Шаг 2: Evaluate Surface & Precision Needs
- High-Gloss/Plated Finish: Необходимый (НАПРИМЕР., декоративное оборудование) → Zinc; not required → Aluminum.
- Терпимость: ±0.05mm or tighter (НАПРИМЕР., Электроника) → Zinc; ±0.1mm acceptable → Aluminum.
Шаг 3: Рассмотрим объем производства
- Low-Medium Volume (<100,000 части): Цинк (lower mold costs and faster setup).
- Высокий объем (>100,000 parts): Алюминий (cost per part decreases with scale, offsetting higher initial investment).
Шаг 4: Calculate Total Cost of Ownership
- Цинк: Lower upfront costs (машина + форма) but higher material costs (denser, uses more metal per part).
- Алюминий: Higher upfront costs but lower material costs (зажигалка, uses less metal) and better long-term efficiency for large batches.
5. Yigu Technology’s Perspective on Zinc vs. Алюминиевое литье
В Yigu Technology, we see zinc and aluminum die casting as complementary tools—each solving unique customer needs. For electronics clients needing tiny, точные части (НАПРИМЕР., Разъемы USB), our hot chamber zinc die casting lines deliver 99.5% yield rates and cycle times of 18 секунды/часть. For automotive clients requiring large structural components (НАПРИМЕР., battery frames), our cold chamber aluminum lines (equipped with vacuum degassing) reduce porosity to <0.5% and meet IATF 16949 стандарты.

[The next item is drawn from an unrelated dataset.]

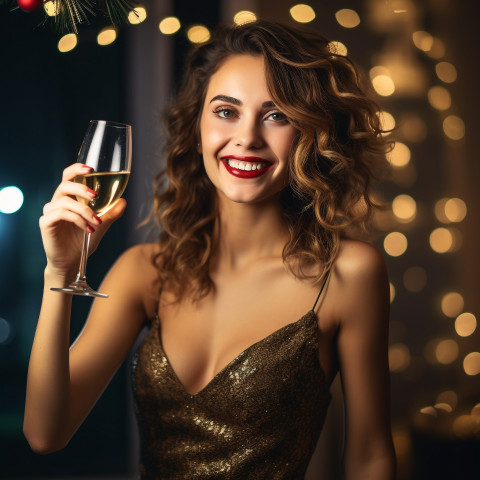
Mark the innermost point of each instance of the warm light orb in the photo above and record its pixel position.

We’re advancing two key innovations: 1) Hybrid mold designs for zinc casting (reducing tooling costs by 30% Для небольших партий); 2) AI-driven parameter control for aluminum casting (optimizing filling speed to cut defects by 25%). Our goal is to help clients look beyond “cost alone” and choose the process that aligns with their part’s function, продолжительность жизни, and market positioning—delivering value that extends beyond production.
Часто задаваемые вопросы
- Can I use zinc die casting for heat-dissipating parts (НАПРИМЕР., Светодиодные радиаторы)?
No—zinc’s low thermal conductivity (105 W/m · k) makes it poor at transferring heat. Алюминий (120–150 W/m·K) is far better for heat-dissipating parts. Например, an aluminum LED heat sink keeps temperatures 20–30°C lower than a zinc equivalent.

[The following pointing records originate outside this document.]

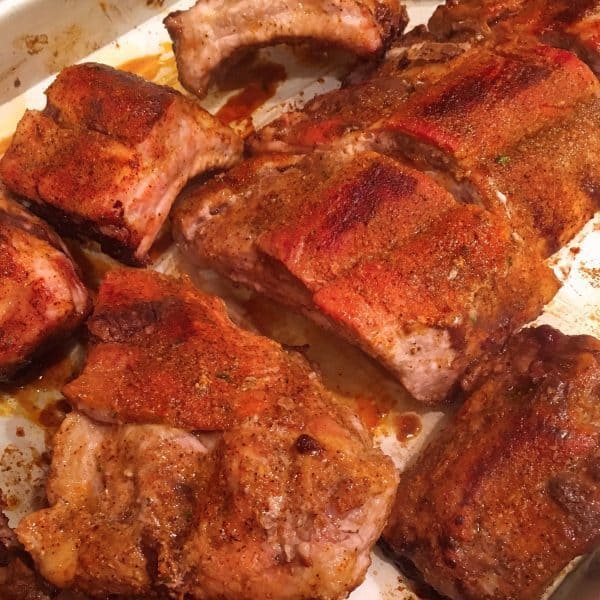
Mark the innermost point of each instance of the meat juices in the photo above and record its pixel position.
(109, 153)
(42, 298)
(214, 31)
(175, 358)
(537, 165)
(341, 117)
(374, 250)
(285, 501)
(509, 492)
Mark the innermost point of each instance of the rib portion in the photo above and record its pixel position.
(374, 250)
(163, 352)
(285, 502)
(41, 296)
(509, 493)
(214, 31)
(574, 25)
(342, 117)
(110, 152)
(537, 163)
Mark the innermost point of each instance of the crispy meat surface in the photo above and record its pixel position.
(509, 492)
(164, 352)
(537, 163)
(519, 89)
(376, 251)
(570, 24)
(214, 31)
(285, 501)
(109, 153)
(41, 295)
(342, 117)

- Is aluminum die casting more expensive than zinc die casting for small parts?
Yes—for parts <500глин, aluminum’s slower cycle time (30–60s vs. 15–30s for zinc) and higher energy use increase per-part costs by 30–50%. Однако, if the part needs to be lightweight (НАПРИМЕР., EV electronics), aluminum’s weight savings may offset the higher cost long-term.

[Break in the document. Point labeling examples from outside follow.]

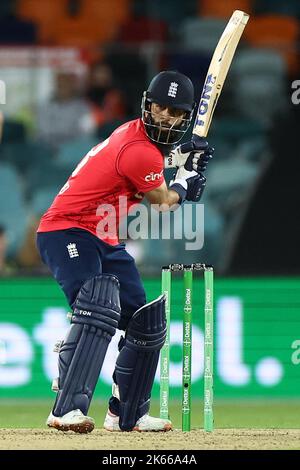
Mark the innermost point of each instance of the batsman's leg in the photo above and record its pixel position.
(94, 322)
(135, 371)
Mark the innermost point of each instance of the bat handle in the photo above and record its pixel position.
(195, 145)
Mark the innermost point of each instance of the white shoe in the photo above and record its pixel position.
(75, 421)
(143, 424)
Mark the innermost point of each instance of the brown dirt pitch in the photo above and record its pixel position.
(38, 439)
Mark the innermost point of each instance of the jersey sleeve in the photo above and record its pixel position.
(143, 166)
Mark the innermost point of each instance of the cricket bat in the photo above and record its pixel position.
(218, 70)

- Can zinc die casting parts be heat-treated to improve strength?
No—zinc alloys do not respond well to heat treatment; it can cause brittleness or deformation. Алюминиевые сплавы (НАПРИМЕР., ADC12) can be heat-treated (НАПРИМЕР., T6 process) to increase tensile strength by 15–20%, making them better for load-bearing parts.